"""Shared pydantic models for the GPU Goblin agent.

Single source of truth for tool inputs/outputs. Every tool consumes and
returns these types — no raw dicts cross tool boundaries.

Defined in `architecture.md` §3 (the six tools) and §3 (waste-budget decomposition).
"""

from __future__ import annotations

from typing import Any, Literal

from pydantic import BaseModel, ConfigDict, Field


# ---------------------------------------------------------------------------
# Shared envelope: every tool returns ToolResult so the agent loop can handle
# failures uniformly without inventing per-tool error shapes.
# ---------------------------------------------------------------------------


class ToolResult(BaseModel):
    """Uniform envelope for every tool call.

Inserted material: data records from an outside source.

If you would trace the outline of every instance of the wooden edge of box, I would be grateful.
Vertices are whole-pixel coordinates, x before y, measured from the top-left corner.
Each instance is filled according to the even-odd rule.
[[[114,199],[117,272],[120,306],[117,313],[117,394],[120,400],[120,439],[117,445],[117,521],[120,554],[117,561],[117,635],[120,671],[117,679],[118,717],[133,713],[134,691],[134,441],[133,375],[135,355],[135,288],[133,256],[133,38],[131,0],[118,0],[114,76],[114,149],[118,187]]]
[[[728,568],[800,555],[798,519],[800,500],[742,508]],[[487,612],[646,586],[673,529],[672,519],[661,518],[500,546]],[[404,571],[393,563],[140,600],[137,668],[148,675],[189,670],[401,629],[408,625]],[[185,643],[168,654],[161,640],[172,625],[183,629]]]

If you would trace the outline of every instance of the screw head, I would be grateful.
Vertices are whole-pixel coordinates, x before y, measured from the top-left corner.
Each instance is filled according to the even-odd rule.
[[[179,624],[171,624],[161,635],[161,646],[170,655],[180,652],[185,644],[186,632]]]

    `ok=False` means the tool ran but couldn't produce a useful result. The
    agent should consult `error` and either retry with different input,
    fall back to another tool, or surface the issue in the final report.
    """

    model_config = ConfigDict(extra="forbid")

    ok: bool
    result: Any | None = None
    error: str | None = None


# ---------------------------------------------------------------------------
# Configs the user uploads, parsed into a normalized shape.
# ---------------------------------------------------------------------------


Precision = Literal["fp32", "fp16", "bf16", "fp8"]
AttentionImpl = Literal["sdpa", "flash", "flash_rocm", "eager", "unknown"]

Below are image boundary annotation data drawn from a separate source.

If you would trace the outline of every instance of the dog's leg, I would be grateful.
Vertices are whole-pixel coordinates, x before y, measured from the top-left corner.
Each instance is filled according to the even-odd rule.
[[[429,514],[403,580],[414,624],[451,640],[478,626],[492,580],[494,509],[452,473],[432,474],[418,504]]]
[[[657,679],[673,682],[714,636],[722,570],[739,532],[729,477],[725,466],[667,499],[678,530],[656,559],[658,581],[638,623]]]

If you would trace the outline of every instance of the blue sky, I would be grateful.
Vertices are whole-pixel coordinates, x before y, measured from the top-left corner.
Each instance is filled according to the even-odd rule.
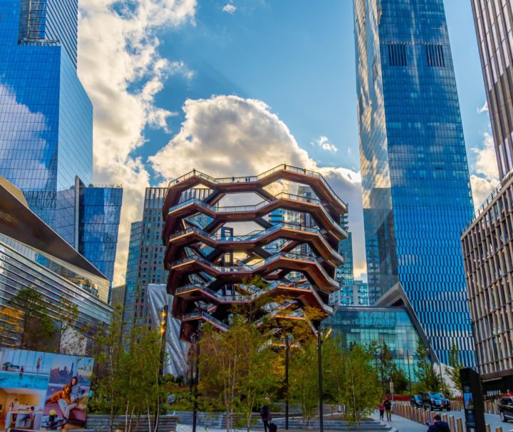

class WorkloadConfig(BaseModel):
    """Normalized representation of a user's training script / TrainingArguments.

    Filled by `parse_config`. Intentionally narrow — only the hyperparameters
    we have rules for. Anything else lives in `extras` so we don't lose it.
    """

    model_config = ConfigDict(extra="forbid")

    model_name: str
    batch_size: int = 1
    grad_accum_steps: int = 1
    seq_len: int = 1024
    precision: Precision = "fp16"
    optimizer: str = "adamw_torch"
    attention_impl: AttentionImpl = "unknown"
    gradient_checkpointing: bool = False
    lora_rank: int | None = None
    dataloader_workers: int = 0
    dataloader_pin_memory: bool = False
    dataloader_prefetch_factor: int | None = None
    dataloader_persistent_workers: bool = False
    torch_compile: bool = False
    lr: float = 5e-5
    warmup_steps: int = 0
    env_vars: dict[str, str] = Field(default_factory=dict)
    extras: dict[str, Any] = Field(default_factory=dict)
    raw_source: str = ""
    redactions: list[str] = Field(default_factory=list)
    """Labels of secret-shaped strings that were redacted during parse."""

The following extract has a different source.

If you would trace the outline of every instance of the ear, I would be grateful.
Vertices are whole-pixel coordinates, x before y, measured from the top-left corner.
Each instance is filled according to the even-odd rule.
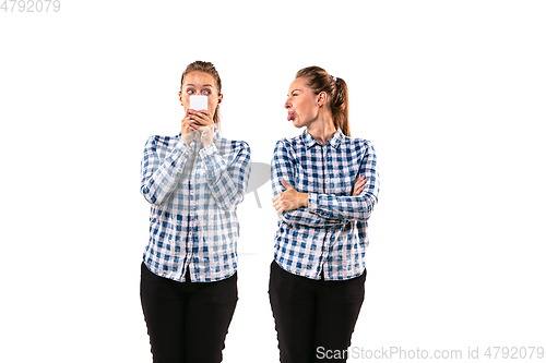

# ---------------------------------------------------------------------------
# Run metrics — the unified output of profile_run AND benchmark.
# Pre-emptive fix from brooks-audit: don't let ProfileSummary and
# BenchmarkResult drift apart.
# ---------------------------------------------------------------------------


class WasteBudget(BaseModel):
    """Decomposition of total step time into recoverable buckets.

    Sum of fields ≈ total step time (modulo measurement noise). Each field is
    seconds (per step). Buckets a rule can target are listed in the
    `WasteBucket` literal below.
    """

    model_config = ConfigDict(extra="forbid")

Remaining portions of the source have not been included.